Tüm bu tarihi bilgiler, coğrafi ve sosyolojik gerçekler Doğu Türkistan’ın Çin’in bir parçası değil, aksine Çin’in tarih boyunca topraklarına katmayı istediği ayrı bir bölge olduğunu açıkça ortaya koymaktadır. Doğu Türkistan halkı en zor ve çetin koşullarda dahi Çin idaresini kabullenmemiş, sık sık bağımsızlık girişimlerinde bulunmuş, gerektiğinde silahlı mücadeleye de başvurmuştur. Örneğin Mançu hükümranlığının Doğu Türkistan’ı işgal ettiği 1759’dan 1862 yılına kadar, Müslüman halk 40’dan fazla defa ayaklanmış ve Çin yönetimine başkaldırmıştır.
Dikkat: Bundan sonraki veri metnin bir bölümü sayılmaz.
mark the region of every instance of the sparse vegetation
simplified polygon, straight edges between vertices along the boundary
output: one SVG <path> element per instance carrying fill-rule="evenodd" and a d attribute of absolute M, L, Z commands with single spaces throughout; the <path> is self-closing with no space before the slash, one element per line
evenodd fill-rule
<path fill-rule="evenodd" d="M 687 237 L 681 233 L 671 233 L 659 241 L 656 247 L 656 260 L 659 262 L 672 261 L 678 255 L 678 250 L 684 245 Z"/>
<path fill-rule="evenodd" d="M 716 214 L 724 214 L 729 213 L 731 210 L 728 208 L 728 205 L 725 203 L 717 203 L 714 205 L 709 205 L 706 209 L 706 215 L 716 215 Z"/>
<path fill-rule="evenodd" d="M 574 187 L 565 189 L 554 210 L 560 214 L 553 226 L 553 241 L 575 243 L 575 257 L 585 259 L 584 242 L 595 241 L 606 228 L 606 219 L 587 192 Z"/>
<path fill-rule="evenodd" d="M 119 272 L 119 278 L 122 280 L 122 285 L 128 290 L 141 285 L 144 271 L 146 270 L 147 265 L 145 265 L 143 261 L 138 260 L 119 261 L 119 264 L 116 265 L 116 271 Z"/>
Peki, tüm bunlara rağmen Çin’i Doğu Türkistan konusunda bu kadar ısrarcı kılan nedir? Çin’in Doğu Türkistan konusundaki ısrarını anlamakta hiç zorlanmayacaktır. Bilindiği gibi coğrafi olarak Çin’in Batı ile iletişiminin arasında iki önemli engel vardır: Birincisi 5000 km uzunluğundaki dev Taklamakan Çölü, ikincisi de Çin sınırını boydan boya kaplayan Çin Seddidir.

Etiketler: » » » » » »
Share
5139 Kez Görüntülendi.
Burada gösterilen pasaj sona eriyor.